1.5 An Outline of the Book
The goal of this text is to provide effective tools for uncovering relevant and predictively useful representations of predictors. These tools will be the bookends of the predictive modeling process. At the beginning of the process we will explore techniques for augmenting the predictor set. Then at the end of the process we will provide methods for filtering the enhanced predictor set to ultimately produce better models. These concepts will be detailed in Chapters 2-12 as follows.
We begin by providing a short illustration of the interplay between the modeling and feature engineering process (Chapter 2) In this example, we use feature engineering and feature selection methods to improve the ability of a model to predict the risk of ischemic stroke.
In Chapter 3 we provide a review of the process for developing predictive models, which will include an illustration of the steps of data splitting, validation approach selection, model tuning, and performance estimation for future predictions. This chapter will also include guidance on how to use feedback loops when cycling through the model building process across multiple models.
Exploratory visualizations of the data are crucial for understanding relationships among predictors and between predictors and the response, especially for high-dimensional data. In addition, visualizations can be used to assist in understanding the nature of individual predictors including predictors’ skewness and missing data patterns. Chapter 4 will illustrate useful visualization techniques to explore relationships within and between predictors. Graphical methods for evaluating model lack-of-fit will also be presented.
Chapter 5 will focus on approaches for encoding discrete, or categorical, predictors. Here we will summarize standard techniques for representing categorical predictors. Feature engineering methods for categorical predictors such as feature hashing are introduced as a method for using existing information to create new predictors that better uncover meaningful relationships. This chapter will also provide guidance on practical issues such as how to handle rare levels within a categorical predictor and the impact of creating dummy variables for tree and rule based models. Date-based predictors are present in many data sets and can be viewed as categorical predictors.
Engineering numeric predictors will be discussed in Chapter 6. As mentioned above, numeric predictors as collected in the original data may not be optimal for predicting the response. Univariate and multivariate transformations are a first step to finding better forms of numeric predictors. A more advanced approach is to use basis expansions (i.e. splines) to create better representations of the original predictors. In certain situations, transforming continuous predictors to categorical or ordinal bins reduces variation and helps to improve predictive model performance. Caveats to binning numerical predictors will also be provided.
Up to this point in the book, a feature has been considered as one of the observed predictors in the data. In Chapter 7 we will illustrate that important features for a predictive model could also be the interaction between two or more of the original predictors. Quantitative tools for determining which predictors interact with one another will be explored along with graphical methods to evaluate the importance of these types of effects. This chapter will also discuss the concept of estimability of interactions.
Every practitioner working with real-world data will encounter missing data at some point. While some predictive models (e.g. trees) have novel ways of handling missing data, other models do not and require complete data. Chapter 8 explores mechanisms that cause missing data and provides visualization tools for investigating missing data patterns. Traditional and modern tools for removing or imputing missing data are provided. In addition, the imputation methods are evaluated for continuous and categorical predictors.

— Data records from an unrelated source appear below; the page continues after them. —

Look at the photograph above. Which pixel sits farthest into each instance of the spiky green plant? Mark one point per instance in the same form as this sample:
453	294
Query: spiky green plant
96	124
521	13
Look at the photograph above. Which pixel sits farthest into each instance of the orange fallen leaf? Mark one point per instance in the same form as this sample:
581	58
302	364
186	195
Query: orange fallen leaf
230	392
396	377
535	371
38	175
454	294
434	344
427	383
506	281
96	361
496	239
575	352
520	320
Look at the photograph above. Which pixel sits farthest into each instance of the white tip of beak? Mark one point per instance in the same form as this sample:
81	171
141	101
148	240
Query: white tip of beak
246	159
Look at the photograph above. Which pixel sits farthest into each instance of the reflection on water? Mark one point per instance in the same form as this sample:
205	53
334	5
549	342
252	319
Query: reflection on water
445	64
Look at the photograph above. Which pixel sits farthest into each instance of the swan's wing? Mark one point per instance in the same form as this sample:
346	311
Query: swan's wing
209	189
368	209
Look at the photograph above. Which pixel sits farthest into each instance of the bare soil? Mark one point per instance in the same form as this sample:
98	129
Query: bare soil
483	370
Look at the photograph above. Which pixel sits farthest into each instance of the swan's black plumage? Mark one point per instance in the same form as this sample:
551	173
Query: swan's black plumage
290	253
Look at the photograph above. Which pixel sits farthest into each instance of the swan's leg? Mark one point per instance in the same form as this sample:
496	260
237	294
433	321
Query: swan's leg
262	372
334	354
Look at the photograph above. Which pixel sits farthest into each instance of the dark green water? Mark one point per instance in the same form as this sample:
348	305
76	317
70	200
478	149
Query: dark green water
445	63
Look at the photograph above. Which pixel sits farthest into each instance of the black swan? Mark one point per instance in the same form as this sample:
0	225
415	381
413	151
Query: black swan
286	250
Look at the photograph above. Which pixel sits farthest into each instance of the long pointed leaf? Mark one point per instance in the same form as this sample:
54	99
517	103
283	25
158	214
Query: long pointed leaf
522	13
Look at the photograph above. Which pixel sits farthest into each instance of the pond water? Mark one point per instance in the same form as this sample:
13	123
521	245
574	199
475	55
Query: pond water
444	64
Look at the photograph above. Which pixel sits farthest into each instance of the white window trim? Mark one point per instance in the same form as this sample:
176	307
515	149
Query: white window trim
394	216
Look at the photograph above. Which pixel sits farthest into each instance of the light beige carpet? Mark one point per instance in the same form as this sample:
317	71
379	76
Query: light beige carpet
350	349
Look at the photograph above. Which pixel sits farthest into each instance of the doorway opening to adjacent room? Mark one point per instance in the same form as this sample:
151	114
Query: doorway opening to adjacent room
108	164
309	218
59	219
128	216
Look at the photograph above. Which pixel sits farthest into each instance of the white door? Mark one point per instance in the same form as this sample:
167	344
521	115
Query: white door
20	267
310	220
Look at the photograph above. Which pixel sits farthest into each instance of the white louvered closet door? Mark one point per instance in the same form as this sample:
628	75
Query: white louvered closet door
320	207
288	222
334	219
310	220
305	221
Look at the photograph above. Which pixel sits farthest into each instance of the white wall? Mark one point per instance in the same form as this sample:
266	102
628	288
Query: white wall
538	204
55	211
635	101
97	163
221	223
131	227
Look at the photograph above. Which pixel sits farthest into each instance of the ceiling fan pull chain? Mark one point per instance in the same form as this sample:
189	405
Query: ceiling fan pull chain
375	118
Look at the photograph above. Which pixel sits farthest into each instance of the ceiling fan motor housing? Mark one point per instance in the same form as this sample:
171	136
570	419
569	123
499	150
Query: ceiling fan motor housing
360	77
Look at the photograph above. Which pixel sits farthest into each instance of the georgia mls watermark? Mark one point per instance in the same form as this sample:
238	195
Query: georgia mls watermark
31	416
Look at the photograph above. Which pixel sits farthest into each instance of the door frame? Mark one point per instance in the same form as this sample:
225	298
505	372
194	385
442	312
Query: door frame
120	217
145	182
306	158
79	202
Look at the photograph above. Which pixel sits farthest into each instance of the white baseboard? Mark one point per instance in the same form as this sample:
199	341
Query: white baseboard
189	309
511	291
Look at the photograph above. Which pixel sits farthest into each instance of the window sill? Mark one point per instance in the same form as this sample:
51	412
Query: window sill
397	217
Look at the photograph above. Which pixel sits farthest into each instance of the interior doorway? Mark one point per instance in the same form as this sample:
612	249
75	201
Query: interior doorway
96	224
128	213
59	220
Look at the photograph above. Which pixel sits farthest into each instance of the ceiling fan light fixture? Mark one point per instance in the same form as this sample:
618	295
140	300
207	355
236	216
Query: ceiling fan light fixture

Working with profile data, such as time series (longitudinal), cellular-to-wellular, and image data will be addressed in Chapter 9. These kind of data are normally collected in the fields of finance, pharmaceutical, intelligence, transportation, and weather forecasting, and this particular data structure generates unique challenges to many models. Some modern predictive modeling tools such as partial least squares can naturally handle data in this format. But many other powerful modeling techniques do not have direct ways of working with this kind of data. These models require that profile data be summarized or collapsed prior to modeling. This chapter will illustrate techniques for working with profile data in ways that strive to preserve the predictive information while creating a format that can be used across predictive models.
The feature engineering process as described in Chapters 5-9 can lead to many more predictors than what was contained in the original data. While some of the additional predictors will likely enhance model performance, not all of the original and new predictors will likely be useful for prediction. The final chapters will discuss feature selection as an overall strategy for improving model predictive performance. Important aspects include: the goals of feature selection, consequences of irrelevant predictors, comparisons with selection via regularization, and how to avoid overfitting (in the feature selection process).